Recent advancements in neuroscience and brain-inspired artificial intelligence have unlocked new avenues for understanding intelligence. A research team led by Tianzi Jiang at the Institute of Automation of the Chinese Academy of Sciences has introduced a groundbreaking platform known as the Digital Twin Brain. This innovative platform has the potential to bridge the divide between biological and artificial intelligence, thereby offering new insights into both fields. Published in Intelligent Computing, Jiang’s research outlines the key components and properties of the Digital Twin Brain.
The Intersection of Biological and Artificial Intelligence
A common denominator between biological and artificial intelligence lies in their network structure. The brain, comprising biological networks, can be emulated using artificial networks in the form of a digital model or “twin.” This digital twin serves as a conduit for transferring knowledge about biological intelligence to artificial systems. The goal is to propel the development of artificial general intelligence and revolutionize precision mental health care. Achieving this feat necessitates collaborative efforts from scientists across interdisciplinary fields.
Unraveling the Workings of the Human Brain
The Digital Twin Brain offers researchers an opportunity to explore the mechanisms at play within the human brain. By simulating and modulating the brain’s various states during cognitive tasks, researchers can study its functionality. For instance, the platform enables the simulation of proper brain functioning during a resting state, as well as malfunctioning in disorders. Moreover, it can aid in developing methods to shift the brain away from undesirable states by modulating its activities. Although the concept may resemble science fiction, it is firmly rooted in biology.
The Digital Twin Brain consists of three core elements: brain atlases, multi-level neural models, and a range of applications for evaluating and updating the current digital twin. Brain atlases serve as structural scaffolds and biological constraints. The neural models, trained using biological data, simulate brain functions. The applications encompass disease biomarker discovery and drug tests, completing the cycle by providing feedback to enhance the brain atlas. These elements evolve and interact in a closed loop, leading to improved neural models and more realistic function simulations.
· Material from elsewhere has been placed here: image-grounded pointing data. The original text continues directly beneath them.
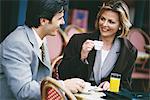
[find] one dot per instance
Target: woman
(116, 56)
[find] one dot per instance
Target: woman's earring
(119, 28)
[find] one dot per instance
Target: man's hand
(105, 86)
(74, 85)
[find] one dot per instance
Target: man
(22, 66)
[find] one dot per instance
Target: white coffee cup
(87, 87)
(98, 45)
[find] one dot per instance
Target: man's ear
(43, 21)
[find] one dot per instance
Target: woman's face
(51, 28)
(109, 23)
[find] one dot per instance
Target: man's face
(51, 28)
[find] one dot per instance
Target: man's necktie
(42, 52)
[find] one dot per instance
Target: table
(106, 95)
(90, 96)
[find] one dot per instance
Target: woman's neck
(108, 42)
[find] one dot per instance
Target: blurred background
(81, 17)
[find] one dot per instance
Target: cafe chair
(140, 39)
(141, 71)
(51, 89)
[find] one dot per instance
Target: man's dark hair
(42, 9)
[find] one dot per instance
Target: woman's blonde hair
(121, 8)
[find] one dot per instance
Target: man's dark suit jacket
(72, 67)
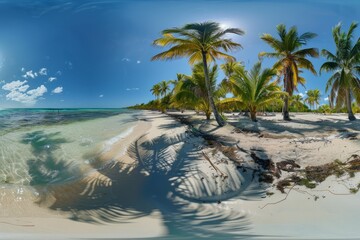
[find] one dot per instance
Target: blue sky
(97, 53)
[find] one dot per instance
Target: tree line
(256, 89)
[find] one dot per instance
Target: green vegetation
(344, 84)
(201, 42)
(255, 90)
(192, 91)
(290, 58)
(313, 98)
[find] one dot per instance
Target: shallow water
(42, 146)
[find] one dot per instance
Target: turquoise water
(45, 146)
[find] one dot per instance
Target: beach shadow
(120, 193)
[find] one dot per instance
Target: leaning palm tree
(155, 90)
(192, 91)
(345, 65)
(164, 87)
(201, 42)
(254, 89)
(229, 68)
(313, 98)
(290, 58)
(297, 102)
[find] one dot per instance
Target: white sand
(165, 177)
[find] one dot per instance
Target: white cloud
(23, 88)
(69, 64)
(29, 74)
(43, 71)
(132, 89)
(17, 92)
(14, 85)
(57, 90)
(37, 92)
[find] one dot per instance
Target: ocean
(47, 146)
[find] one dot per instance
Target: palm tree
(155, 90)
(313, 98)
(297, 102)
(254, 89)
(290, 58)
(345, 65)
(164, 87)
(201, 42)
(229, 68)
(192, 91)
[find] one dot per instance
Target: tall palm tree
(290, 58)
(313, 98)
(155, 90)
(229, 68)
(192, 91)
(164, 87)
(297, 102)
(201, 42)
(254, 89)
(345, 65)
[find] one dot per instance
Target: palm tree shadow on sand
(158, 181)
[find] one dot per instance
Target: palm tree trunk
(253, 116)
(220, 121)
(286, 115)
(351, 115)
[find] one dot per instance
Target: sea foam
(109, 143)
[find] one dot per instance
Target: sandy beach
(182, 176)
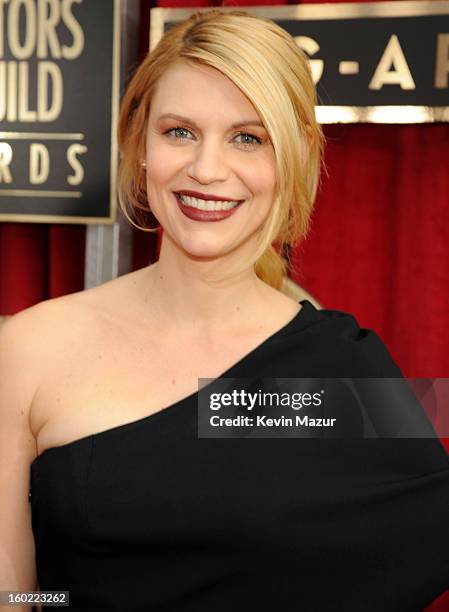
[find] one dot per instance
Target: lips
(196, 214)
(206, 196)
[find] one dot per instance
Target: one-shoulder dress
(149, 516)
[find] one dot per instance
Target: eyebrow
(187, 120)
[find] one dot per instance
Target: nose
(209, 163)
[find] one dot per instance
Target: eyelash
(245, 144)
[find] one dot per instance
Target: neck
(186, 297)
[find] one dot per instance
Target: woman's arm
(18, 379)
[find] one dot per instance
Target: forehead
(202, 93)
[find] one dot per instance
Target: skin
(211, 157)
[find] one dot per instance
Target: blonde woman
(130, 508)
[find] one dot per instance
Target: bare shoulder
(34, 341)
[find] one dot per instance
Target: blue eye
(177, 129)
(255, 140)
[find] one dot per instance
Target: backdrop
(377, 247)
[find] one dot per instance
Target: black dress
(147, 516)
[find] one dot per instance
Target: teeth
(207, 204)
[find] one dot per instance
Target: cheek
(260, 178)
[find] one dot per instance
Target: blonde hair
(265, 62)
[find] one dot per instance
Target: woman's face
(205, 151)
The Need for Comprehensive Brain Atlases
Given the intricate structures and complex dynamics of the biological brain, highly nuanced brain atlases are essential. These atlases, which include scales, modalities, and even information from different species, facilitate the construction of a digital twin. They enable the exploration of various aspects, such as brain regions, their connections, interactions, and fundamental organizational principles. However, brain atlases also pose technical challenges as neural models must align with them for “biological plausibility.”
Jiang’s team proposes that the Brainnetome Atlas, an extensive mapping of the structure and connectivity of the human brain, be a crucial component of the Digital Twin Brain. Developed by researchers at the Institute of Automation of the Chinese Academy of Sciences in 2016, this atlas encompasses 246 brain sub-regions. It provides a macro-scale perspective to aid in the development of a comprehensive brain model. Additionally, an open-source, efficient, user-friendly, and brain atlas-constrained platform is needed to support multi-scale and multimodal modeling.
While the Digital Twin Brain shows immense promise, there are several open questions that must be addressed. Effectively integrating biological knowledge into a digital twin requires careful consideration. The design of improved models for simulations is an ongoing challenge. Additionally, integrating the Digital Twin Brain into practical scenarios is a critical area of future research.
The Digital Twin Brain represents an exciting convergence between neuroscience and artificial intelligence. By integrating brain atlases, neural models, and a wide range of applications, this platform has the potential to revolutionize our understanding of both biological and artificial intelligence. With collaborative efforts from scientists worldwide, the Digital Twin Brain holds the promise of advancing artificial general intelligence and transforming precision mental health care. It paves the way for transformative breakthroughs in our understanding of the human mind, the development of intelligent technologies, and the discovery of therapeutics for brain disorders.